[Devel] Re: [PATCH 0/9] namespaces: Introduction

Eric W. Biederman ebiederm at xmission.com
Fri May 19 04:41:45 PDT 2006


Andrew Morton <akpm at osdl.org> writes:

> All of which begs the question "now what?".

I think we are at the point where it is time to start merging patches
into -mm, and having the discussion on what the merge plans are
for the rest of this code.

> What we do _not_ want to do is to merge up a pile of infrastructural stuff
> which never gets used.  On the other hand, we don't want to be in a
> position where nothing is merged into mainline until the entirety of
> vserver &&/|| openvs is ready to be merged.


The namespaces I see needed for a useable result are:
- fs namespace (already merged)
- uts namespace
- sysvipc namespace
- time namespace
- uid/gid (keys?) namespace
- network namespace
- pid namespace

> I see two ways of justifying a mainline merge of things such as this
>
> a) We make an up-front decision that Linux _will_ have OS-virtualisation
>    capability in the future and just start putting in place the pieces for
>    that, even if some of them are not immediately useful.
>
>    I suspect that'd be acceptable, although I worry that we'd get
>    partway through and some issues would come up which are irreconcilable
>    amongst the various groups.

I think I see a third way of justifying a mainline merge.  We make an
up-front decision that we will improve the existing chroot jail
functionality in Linux and start making improvements.  Even if some of
the improvements are quite small. 

Except for partial steps while the code is being refactored, we should
never have steps that are not immediately useful.

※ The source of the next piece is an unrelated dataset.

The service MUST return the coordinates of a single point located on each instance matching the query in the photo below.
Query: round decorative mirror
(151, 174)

This reduces the danger of irreconcilable differences, because being
part way through is still useful.

The only namespace that I see as really contentious is the pid
namespace, and even there I don't think we have read an impasse.
There remains a bunch of patches left to write that replace raw pid_t
values with struct pid references, but once that happens the patches
to implement the pid namespace will be small, and I don't see any
previous problems that we can't resolve when the conversation happens.

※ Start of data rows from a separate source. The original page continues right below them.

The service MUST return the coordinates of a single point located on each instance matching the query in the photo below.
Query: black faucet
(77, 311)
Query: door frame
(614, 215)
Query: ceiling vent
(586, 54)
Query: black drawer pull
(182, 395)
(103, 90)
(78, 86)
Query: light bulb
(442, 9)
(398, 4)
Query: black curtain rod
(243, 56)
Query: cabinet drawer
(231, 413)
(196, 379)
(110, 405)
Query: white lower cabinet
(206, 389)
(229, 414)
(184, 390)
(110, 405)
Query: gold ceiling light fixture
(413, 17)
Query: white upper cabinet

>    It would help set minds at ease if someone could produce a
>    bullet-point list of what features the kernel will need to get it to the
>    stage where "most or all vserver and openvz functionality can be
>    implemented by controlling resource namespaces from userspace." Then we
>    can discuss that list, make sure that everyone's pretty much in
>    agreement.

So this is slightly the wrong question.  If you look at Sam's list you
will see that there are several independent dimensions to the complete
solution.  Most of them dealing with the increase in the number of users
and the amount of work that is happening on a single kernel in this
context.

Basically we need to expect a lot of kernel tuning after we get the
basics working. 

The proper question is: What needs to happen before we can run separate
user space instances?

The namespaces I have previously listed.  There is also a lot of
cleanup work with sysctl, proc, sysfs, netlink and some other
fundamental interfaces that needs to happen as well.  Until each
namespace gets merged we are in a race with other people looking
at enhancing those namespaces.  So a complete of what needs to be
fixed is impossible.


> b) Only merge into mainline those feature which make sense in a
>    standalone fashion.  eg, we don't merge this patchset unless the
>    "per-process utsname namespace" feature is useful to and usable by a
>    sufficiently broad group of existing Linux users.
>
>    I suspect this will be a difficult approach.

I agree if the feature must be useful and usable by a sufficiently
broad group of existing Linux users.  Of course I suspect the current
fs namespace fails this test.

I would rather the criteria be, that the functionality that is well
defined and not detrimental to the rest of users.

> The third way would be to buffer it all up in -mm until everything is
> sufficiently in place and then slam it all in.  That might not be feasible
> for various reasons - please advise..

Fundamentally I don't think there are problems buffering things up in -mm,
but I worry that we would start having -mm too different from the
stable kernel at some point.

For some of the pieces like the networking stack we need to go through
the respective maintainers, and their development trees to avoid
conflicts.  For the sysvipc, utsname, and  we have avoided that
because they are absolutely trivial namespaces and they don't have
active maintainers.

> A fourth way would be for someone over there to run a git tree - you all
> happily work away, I redistribute it in -mm for testing and one day it's
> all ready to merge.  I don't really like this approach.  It ends up meaning
> that nobody else reviews the new code, nobody else understands what it's
> doing, etc.  It's generally subversive of the way we do things.

The only part of this picture that might make sense is if we have a
process by which we can decide if patches are good and acceptable to
the various projects independent of deciding if they are good for
the kernel proper, which might take some of the burden off of the
rest of the kernel maintainers.

If we were working in an area of the kernel where we didn't affect
anyone else it would be business as usual and not really subversive.
But since we can't implement things this way I agree that this
code needs to be reviewed as much as possible.

> Eric, Kirill, Herbert: let us know your thoughts, please.